Deployments

On the Deployments tab you can view and manage all deployments within a workspace.

Viewing data flow in NiFi

You can go to the NiFi cluster where your flow is deployed and view or edit the data flow.

When you access the NiFi cluster, the ability to view or edit the flow is based on your Cloudera DataFlow authorizations. The DFFlowUser role has read-only privileges. The DFFlowAdmin role has full privileges.

You must have deployed a data flow in Cloudera DataFlow.
  1. Select the Deployment that you want to manage.
  2. Click Options > View in NiFi.

    The UI for the NiFi cluster where your flow is deployed opens.

  3. View your data flow or edit it based on your NiFi privileges.

    If you edit the flow in NiFi and want the changes to exist in a new deployment, perform the following steps:

    1. Download the flow as a flow definition.
      For more information, see Downloading a flow definition from NiFi.
    2. Import the flow definition (as a new flow definition or as a new version of an existing flow definition).
      For more information, see Importing a flow definition to Cloudera DataFlow.
    3. Deploy the flow definition.
      For more information, see Deploy a flow.

Starting a flow

You can start a stopped flow a Cloudera DataFlow deployment.

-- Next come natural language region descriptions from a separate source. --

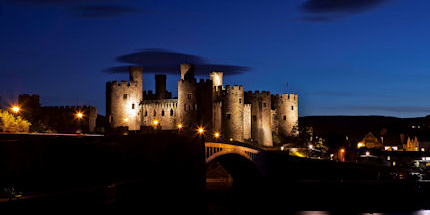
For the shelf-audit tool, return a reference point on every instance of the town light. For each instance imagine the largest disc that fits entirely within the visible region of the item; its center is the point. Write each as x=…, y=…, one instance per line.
x=15, y=109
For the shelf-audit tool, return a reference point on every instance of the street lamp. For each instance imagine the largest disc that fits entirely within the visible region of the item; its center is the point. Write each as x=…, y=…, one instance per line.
x=216, y=135
x=79, y=115
x=15, y=109
x=201, y=130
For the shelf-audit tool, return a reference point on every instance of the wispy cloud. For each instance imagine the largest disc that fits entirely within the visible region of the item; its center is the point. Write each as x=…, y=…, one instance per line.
x=167, y=62
x=330, y=10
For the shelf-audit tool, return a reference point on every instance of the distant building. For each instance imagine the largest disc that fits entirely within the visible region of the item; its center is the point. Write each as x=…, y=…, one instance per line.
x=64, y=119
x=370, y=141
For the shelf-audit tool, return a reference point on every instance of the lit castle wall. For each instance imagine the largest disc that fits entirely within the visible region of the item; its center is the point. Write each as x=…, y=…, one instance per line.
x=241, y=116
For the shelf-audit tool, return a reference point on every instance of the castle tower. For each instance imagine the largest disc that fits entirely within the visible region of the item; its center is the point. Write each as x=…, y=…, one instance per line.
x=123, y=99
x=187, y=97
x=232, y=112
x=261, y=127
x=216, y=78
x=160, y=87
x=287, y=114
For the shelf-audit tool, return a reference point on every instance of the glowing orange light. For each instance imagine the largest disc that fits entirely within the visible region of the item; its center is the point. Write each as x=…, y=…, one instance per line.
x=15, y=109
x=217, y=134
x=79, y=115
x=201, y=130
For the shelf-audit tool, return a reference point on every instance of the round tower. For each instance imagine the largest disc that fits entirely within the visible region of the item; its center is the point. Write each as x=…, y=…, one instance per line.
x=216, y=78
x=123, y=99
x=287, y=113
x=261, y=126
x=232, y=112
x=187, y=97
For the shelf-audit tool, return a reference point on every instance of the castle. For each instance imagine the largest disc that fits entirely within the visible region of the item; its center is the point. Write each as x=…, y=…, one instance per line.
x=237, y=115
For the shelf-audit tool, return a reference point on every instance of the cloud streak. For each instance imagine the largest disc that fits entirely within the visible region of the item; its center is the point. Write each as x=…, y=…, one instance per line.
x=167, y=62
x=330, y=10
x=396, y=109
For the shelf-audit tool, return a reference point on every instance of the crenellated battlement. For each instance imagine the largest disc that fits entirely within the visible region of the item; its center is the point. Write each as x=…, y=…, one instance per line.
x=232, y=90
x=258, y=94
x=165, y=103
x=286, y=96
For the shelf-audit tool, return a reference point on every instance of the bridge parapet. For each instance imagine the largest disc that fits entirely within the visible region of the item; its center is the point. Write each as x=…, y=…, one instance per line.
x=214, y=150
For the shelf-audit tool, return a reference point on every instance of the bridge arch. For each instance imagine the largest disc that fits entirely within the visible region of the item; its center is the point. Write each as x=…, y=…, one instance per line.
x=239, y=161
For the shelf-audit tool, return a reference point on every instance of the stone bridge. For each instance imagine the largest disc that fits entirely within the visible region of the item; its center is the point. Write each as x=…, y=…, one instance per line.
x=214, y=150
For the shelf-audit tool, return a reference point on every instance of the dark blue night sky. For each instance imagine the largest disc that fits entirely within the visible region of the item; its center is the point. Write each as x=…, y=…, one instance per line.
x=343, y=57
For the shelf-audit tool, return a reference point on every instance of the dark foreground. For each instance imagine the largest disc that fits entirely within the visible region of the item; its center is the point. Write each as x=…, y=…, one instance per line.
x=165, y=173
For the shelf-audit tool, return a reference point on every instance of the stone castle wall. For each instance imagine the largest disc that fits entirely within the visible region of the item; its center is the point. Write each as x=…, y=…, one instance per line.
x=261, y=126
x=164, y=111
x=122, y=101
x=287, y=115
x=232, y=112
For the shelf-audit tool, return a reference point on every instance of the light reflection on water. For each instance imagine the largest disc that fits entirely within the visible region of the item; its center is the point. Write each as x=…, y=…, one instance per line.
x=420, y=212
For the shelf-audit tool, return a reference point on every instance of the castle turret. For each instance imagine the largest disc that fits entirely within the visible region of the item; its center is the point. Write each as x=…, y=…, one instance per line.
x=286, y=113
x=261, y=128
x=232, y=112
x=216, y=78
x=123, y=99
x=160, y=86
x=187, y=96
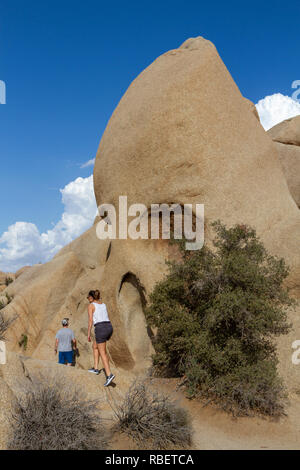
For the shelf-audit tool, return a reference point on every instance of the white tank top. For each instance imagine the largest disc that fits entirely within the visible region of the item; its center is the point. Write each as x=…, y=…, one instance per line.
x=100, y=313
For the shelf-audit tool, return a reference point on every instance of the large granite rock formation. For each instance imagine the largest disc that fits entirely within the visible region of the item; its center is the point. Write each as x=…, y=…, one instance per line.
x=182, y=133
x=286, y=136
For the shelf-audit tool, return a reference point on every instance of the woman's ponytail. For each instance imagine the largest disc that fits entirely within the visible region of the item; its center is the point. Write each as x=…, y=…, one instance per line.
x=97, y=295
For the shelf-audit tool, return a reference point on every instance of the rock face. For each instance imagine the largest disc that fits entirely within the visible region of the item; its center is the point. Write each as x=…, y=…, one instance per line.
x=182, y=133
x=286, y=136
x=287, y=132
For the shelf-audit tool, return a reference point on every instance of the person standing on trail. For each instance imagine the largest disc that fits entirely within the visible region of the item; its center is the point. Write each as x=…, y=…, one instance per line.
x=64, y=342
x=98, y=316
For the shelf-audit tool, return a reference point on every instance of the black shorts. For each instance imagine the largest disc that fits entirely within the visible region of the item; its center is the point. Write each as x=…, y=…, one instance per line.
x=103, y=331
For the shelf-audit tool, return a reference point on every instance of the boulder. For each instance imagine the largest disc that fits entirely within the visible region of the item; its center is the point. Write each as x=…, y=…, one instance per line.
x=21, y=271
x=183, y=133
x=287, y=132
x=286, y=136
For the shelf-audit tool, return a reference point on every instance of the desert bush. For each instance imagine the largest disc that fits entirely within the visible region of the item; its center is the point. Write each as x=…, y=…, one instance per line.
x=56, y=416
x=217, y=313
x=152, y=420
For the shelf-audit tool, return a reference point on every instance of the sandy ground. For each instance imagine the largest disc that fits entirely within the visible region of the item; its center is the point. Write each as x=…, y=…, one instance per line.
x=213, y=429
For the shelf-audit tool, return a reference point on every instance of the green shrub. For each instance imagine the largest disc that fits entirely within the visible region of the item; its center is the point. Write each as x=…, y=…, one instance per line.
x=152, y=420
x=217, y=313
x=5, y=324
x=56, y=416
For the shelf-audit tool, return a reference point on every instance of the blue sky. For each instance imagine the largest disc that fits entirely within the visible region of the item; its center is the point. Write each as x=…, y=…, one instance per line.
x=67, y=63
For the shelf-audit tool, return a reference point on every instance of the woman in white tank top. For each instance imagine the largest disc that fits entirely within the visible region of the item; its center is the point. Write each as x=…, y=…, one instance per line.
x=98, y=316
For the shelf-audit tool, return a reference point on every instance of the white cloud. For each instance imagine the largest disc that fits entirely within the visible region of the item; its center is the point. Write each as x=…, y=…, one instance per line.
x=88, y=163
x=23, y=244
x=276, y=108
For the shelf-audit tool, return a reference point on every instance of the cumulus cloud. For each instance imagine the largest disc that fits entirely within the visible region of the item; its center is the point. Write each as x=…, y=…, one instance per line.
x=23, y=244
x=88, y=163
x=276, y=108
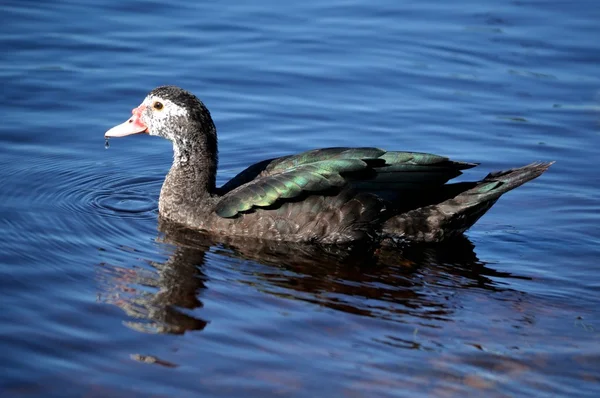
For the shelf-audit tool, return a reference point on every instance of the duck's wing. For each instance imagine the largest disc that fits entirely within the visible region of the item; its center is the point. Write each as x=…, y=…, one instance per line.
x=330, y=169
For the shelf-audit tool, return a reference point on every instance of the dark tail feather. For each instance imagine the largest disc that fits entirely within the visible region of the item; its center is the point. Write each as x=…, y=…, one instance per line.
x=455, y=215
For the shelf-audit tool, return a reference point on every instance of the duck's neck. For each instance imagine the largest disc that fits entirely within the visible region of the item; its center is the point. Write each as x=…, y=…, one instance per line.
x=191, y=181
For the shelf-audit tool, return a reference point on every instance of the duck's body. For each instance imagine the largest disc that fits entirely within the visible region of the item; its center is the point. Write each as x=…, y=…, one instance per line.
x=332, y=195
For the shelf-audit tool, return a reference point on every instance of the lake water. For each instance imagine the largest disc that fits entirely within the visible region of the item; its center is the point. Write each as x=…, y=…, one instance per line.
x=98, y=300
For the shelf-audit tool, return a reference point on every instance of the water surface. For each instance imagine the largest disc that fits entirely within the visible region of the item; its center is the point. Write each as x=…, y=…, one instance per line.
x=100, y=300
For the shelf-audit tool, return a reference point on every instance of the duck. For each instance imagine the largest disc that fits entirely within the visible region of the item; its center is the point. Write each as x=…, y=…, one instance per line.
x=327, y=196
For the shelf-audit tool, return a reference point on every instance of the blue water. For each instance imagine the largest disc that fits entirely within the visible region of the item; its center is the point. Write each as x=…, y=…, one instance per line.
x=97, y=301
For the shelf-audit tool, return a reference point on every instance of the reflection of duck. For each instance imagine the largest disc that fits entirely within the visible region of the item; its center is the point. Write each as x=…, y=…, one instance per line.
x=387, y=284
x=332, y=195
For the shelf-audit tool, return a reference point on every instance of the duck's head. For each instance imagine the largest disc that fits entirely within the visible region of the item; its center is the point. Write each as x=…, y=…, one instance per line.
x=169, y=112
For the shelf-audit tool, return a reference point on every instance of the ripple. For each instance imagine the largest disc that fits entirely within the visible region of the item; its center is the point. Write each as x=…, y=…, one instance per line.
x=70, y=201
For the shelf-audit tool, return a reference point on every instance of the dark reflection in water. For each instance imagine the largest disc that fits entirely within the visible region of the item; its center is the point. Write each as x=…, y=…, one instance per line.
x=380, y=283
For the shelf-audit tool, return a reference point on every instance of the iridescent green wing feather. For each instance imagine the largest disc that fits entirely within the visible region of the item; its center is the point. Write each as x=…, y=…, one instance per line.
x=365, y=169
x=265, y=191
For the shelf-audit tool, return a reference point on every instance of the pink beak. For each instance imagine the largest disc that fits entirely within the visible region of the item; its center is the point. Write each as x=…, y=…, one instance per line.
x=132, y=126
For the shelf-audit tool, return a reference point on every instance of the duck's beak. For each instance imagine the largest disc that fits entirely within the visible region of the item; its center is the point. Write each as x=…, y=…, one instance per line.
x=132, y=126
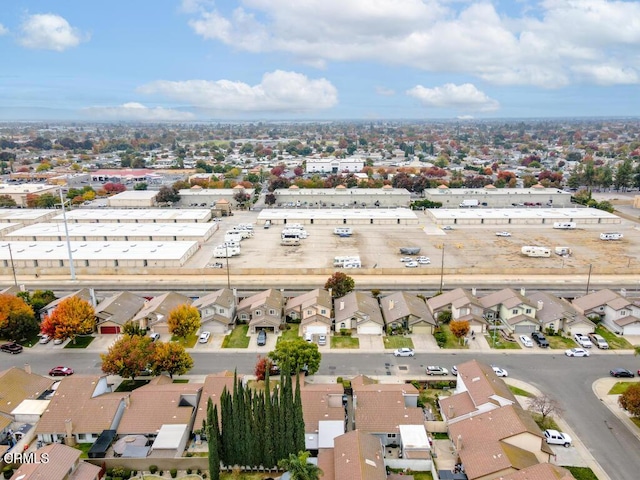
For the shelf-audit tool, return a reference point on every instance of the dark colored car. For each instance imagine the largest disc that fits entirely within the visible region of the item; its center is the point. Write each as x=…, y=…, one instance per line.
x=11, y=347
x=540, y=339
x=61, y=371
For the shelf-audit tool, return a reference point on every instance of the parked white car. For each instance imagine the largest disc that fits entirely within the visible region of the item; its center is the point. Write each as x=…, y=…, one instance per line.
x=526, y=341
x=576, y=352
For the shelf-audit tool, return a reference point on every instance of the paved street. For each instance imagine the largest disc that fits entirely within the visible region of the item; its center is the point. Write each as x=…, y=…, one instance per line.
x=569, y=380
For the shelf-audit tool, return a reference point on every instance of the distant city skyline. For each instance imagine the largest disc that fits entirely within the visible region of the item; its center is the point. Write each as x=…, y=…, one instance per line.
x=236, y=60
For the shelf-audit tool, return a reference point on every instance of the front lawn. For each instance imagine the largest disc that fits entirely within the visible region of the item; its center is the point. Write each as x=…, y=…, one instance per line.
x=338, y=341
x=615, y=342
x=501, y=343
x=188, y=342
x=80, y=342
x=561, y=343
x=237, y=338
x=582, y=473
x=289, y=334
x=620, y=387
x=397, y=341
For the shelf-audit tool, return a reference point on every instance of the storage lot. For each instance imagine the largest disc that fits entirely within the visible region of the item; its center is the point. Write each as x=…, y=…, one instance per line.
x=468, y=248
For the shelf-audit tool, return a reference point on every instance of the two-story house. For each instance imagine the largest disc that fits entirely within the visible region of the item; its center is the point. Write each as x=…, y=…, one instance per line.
x=313, y=310
x=263, y=311
x=616, y=311
x=359, y=312
x=516, y=312
x=217, y=310
x=407, y=312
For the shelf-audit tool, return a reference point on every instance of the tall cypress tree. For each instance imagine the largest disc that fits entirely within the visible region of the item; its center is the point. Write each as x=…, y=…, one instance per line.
x=298, y=420
x=212, y=441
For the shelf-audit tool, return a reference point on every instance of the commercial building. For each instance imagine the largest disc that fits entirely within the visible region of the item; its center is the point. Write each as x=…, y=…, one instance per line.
x=490, y=196
x=342, y=196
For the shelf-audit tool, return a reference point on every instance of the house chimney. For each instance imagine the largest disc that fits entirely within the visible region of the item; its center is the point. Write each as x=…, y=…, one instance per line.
x=69, y=439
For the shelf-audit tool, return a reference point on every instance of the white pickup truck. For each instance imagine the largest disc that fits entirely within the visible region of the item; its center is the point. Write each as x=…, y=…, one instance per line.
x=583, y=340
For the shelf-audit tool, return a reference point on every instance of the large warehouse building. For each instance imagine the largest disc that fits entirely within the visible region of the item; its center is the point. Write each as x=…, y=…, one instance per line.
x=342, y=196
x=490, y=196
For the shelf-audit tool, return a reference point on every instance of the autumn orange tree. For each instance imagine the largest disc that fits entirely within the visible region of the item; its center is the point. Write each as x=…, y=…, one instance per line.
x=183, y=321
x=17, y=320
x=128, y=356
x=73, y=316
x=170, y=357
x=459, y=328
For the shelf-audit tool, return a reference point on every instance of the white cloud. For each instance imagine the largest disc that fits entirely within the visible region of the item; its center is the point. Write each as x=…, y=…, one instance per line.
x=540, y=47
x=460, y=97
x=279, y=91
x=385, y=92
x=48, y=31
x=137, y=111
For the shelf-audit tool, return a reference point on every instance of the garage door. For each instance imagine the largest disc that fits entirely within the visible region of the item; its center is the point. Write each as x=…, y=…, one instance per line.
x=106, y=330
x=520, y=329
x=369, y=330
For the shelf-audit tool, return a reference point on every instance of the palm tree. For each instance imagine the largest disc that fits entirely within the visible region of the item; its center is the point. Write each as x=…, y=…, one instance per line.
x=298, y=467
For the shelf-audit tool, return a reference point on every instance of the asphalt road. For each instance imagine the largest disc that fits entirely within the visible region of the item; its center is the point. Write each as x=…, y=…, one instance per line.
x=568, y=380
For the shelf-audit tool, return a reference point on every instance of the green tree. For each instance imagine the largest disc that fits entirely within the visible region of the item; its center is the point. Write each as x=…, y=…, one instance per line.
x=299, y=468
x=183, y=321
x=128, y=356
x=339, y=284
x=293, y=355
x=17, y=320
x=170, y=357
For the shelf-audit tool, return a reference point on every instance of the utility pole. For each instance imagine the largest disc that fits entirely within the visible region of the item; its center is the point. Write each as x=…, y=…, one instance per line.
x=72, y=268
x=588, y=279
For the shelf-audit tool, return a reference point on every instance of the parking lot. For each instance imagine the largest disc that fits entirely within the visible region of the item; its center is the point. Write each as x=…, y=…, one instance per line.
x=467, y=248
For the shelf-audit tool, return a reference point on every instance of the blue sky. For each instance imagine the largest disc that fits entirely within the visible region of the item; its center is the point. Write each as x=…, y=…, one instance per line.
x=180, y=60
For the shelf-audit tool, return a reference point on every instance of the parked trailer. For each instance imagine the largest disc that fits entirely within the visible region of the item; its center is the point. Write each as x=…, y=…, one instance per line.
x=565, y=225
x=611, y=236
x=343, y=231
x=531, y=251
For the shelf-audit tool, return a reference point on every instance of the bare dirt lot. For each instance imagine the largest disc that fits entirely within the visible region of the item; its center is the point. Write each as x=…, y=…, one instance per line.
x=467, y=249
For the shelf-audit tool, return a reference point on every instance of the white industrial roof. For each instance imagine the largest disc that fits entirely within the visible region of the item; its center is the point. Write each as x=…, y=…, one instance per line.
x=22, y=214
x=169, y=437
x=414, y=436
x=146, y=214
x=113, y=229
x=493, y=213
x=336, y=214
x=135, y=195
x=96, y=250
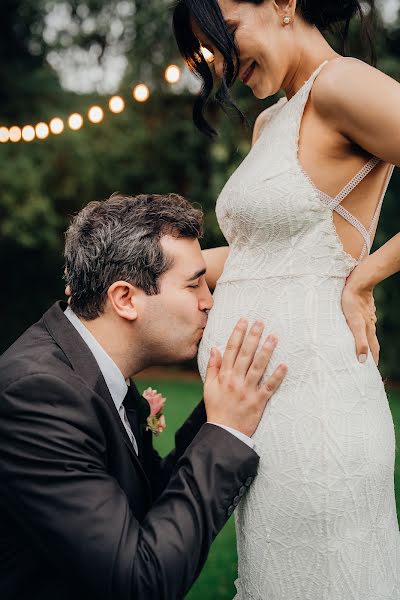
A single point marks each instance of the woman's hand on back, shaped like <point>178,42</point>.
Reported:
<point>359,309</point>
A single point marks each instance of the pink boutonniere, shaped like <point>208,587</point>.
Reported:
<point>156,420</point>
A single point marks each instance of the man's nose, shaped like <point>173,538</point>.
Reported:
<point>206,302</point>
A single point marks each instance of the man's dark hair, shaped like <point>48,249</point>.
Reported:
<point>119,240</point>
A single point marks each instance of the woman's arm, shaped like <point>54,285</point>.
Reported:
<point>215,260</point>
<point>358,301</point>
<point>364,105</point>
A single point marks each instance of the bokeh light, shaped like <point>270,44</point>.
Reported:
<point>173,74</point>
<point>4,135</point>
<point>42,131</point>
<point>15,134</point>
<point>141,93</point>
<point>28,133</point>
<point>96,114</point>
<point>116,104</point>
<point>75,121</point>
<point>209,56</point>
<point>56,126</point>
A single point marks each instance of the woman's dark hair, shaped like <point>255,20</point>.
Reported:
<point>332,16</point>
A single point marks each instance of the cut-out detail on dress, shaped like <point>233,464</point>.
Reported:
<point>335,203</point>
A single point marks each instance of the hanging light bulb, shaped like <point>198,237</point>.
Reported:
<point>56,126</point>
<point>209,56</point>
<point>96,114</point>
<point>42,131</point>
<point>28,133</point>
<point>75,121</point>
<point>4,135</point>
<point>173,74</point>
<point>141,93</point>
<point>116,104</point>
<point>15,134</point>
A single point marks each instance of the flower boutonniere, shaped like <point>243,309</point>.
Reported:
<point>156,420</point>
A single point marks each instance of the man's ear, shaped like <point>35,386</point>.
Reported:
<point>124,299</point>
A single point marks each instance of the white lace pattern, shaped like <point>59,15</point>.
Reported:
<point>319,522</point>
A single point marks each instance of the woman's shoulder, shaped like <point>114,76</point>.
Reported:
<point>265,116</point>
<point>340,82</point>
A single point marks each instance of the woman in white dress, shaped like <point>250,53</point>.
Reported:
<point>300,214</point>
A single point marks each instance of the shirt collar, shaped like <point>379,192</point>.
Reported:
<point>113,377</point>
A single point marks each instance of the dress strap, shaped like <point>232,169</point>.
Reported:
<point>335,203</point>
<point>357,179</point>
<point>378,208</point>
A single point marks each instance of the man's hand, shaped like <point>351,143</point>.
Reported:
<point>232,392</point>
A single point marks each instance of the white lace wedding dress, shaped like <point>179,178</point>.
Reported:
<point>319,522</point>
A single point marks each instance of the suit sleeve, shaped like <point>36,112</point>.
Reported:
<point>56,488</point>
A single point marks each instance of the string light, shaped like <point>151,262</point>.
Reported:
<point>209,57</point>
<point>75,121</point>
<point>96,114</point>
<point>4,135</point>
<point>15,134</point>
<point>116,104</point>
<point>42,131</point>
<point>141,93</point>
<point>28,133</point>
<point>172,74</point>
<point>56,126</point>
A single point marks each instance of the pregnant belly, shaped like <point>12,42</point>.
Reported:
<point>307,318</point>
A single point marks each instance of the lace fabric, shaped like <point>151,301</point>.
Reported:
<point>319,522</point>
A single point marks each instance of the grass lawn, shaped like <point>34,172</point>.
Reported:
<point>216,580</point>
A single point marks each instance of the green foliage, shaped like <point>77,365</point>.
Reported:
<point>220,571</point>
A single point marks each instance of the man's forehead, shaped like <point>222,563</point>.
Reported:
<point>185,253</point>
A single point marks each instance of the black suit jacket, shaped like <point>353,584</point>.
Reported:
<point>82,517</point>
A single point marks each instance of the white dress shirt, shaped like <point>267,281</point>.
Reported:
<point>116,382</point>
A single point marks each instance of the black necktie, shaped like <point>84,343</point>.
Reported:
<point>132,416</point>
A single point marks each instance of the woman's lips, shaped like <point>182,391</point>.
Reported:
<point>248,73</point>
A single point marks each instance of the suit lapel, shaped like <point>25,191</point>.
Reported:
<point>83,362</point>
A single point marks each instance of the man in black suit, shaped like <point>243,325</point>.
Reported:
<point>88,508</point>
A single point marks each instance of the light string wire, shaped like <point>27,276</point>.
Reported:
<point>95,114</point>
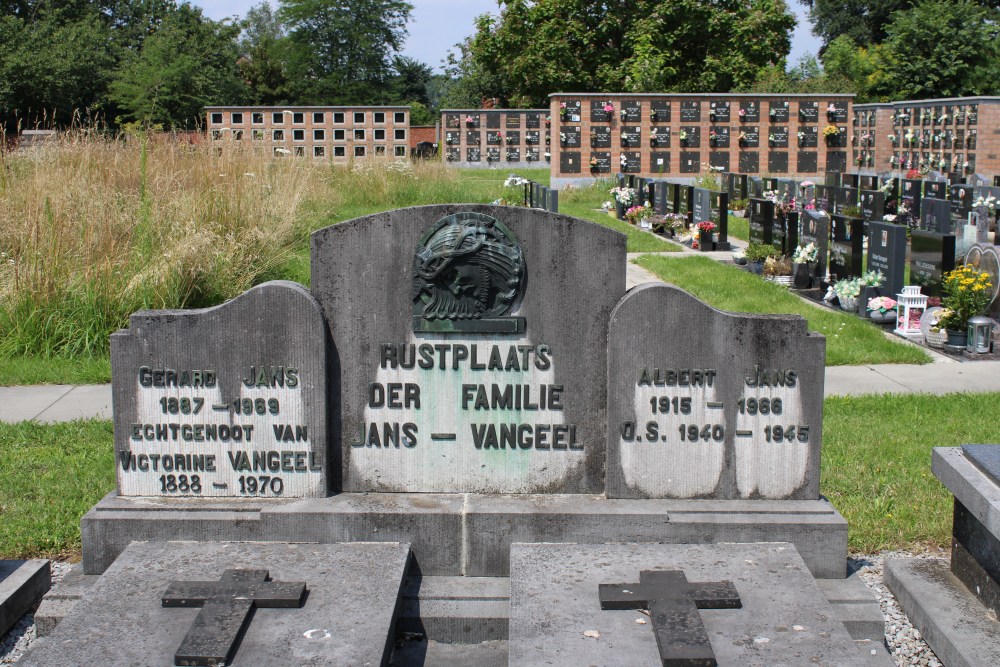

Starting a flow deployment starts all processors of a Cloudera DataFlow deployment.

  • You must have a stopped flow deployment in Cloudera DataFlow.
  • You must have DFFlowAdmin permission.
  1. Select the Deployment that you want to manage.
  2. Click Options > Start flow.
    The Start [Deployment Name] pop-up appears.
  3. Confirm your choice by clicking Start Flow.

Stopping a flow

Stopping the flow of a Cloudera DataFlow deployment temporarily pauses the NiFi flow.

Stopping a flow results in the following:

  • All processors are stopped and no data processing happens within the NiFi flow.
  • KPI alerts are stopped. Your KPI alerts are activated again when the flow is restarted.
  • Any active KPI alerts are resolved.
  • All underlying cloud resources remain allocated for the Cloudera DataFlow deployment.
  • You can modify deployment configuration while the flow is stopped.
  • Stopped flows are still billable however if auto-scaling is enabled for the flow, a certain amount of cost reduction may occur.
You must have deployed a flow definition in Cloudera DataFlow.
  1. Select the Deployment that you want to manage.
  2. Click Options > Stop flow.
    The Stop [Deployment Name] pop-up appears.
  3. Click Stop Flow to stop the flow deployment.

Changing flow version

Learn how to change the flow definition version of a running flow deployment. Using the ‘change flow version’ capability eliminates the need to terminate and re-create deployments when you want to deploy a new version of your flow definition.

  • You must have DFFlowAdmin permission.
  • There is at least one more version for the same flow definition present in the catalog.
  • The state of the flow deployment is either Good Health or Stopped.
  • You have read the applicable restrictions and version change strategies.
Restrictions

The following restrictions apply to flow version changes:

  • Changing inbound connections is not supported.

  • Changing custom resource (custom NARs and custom Python resources) configurations is not supported.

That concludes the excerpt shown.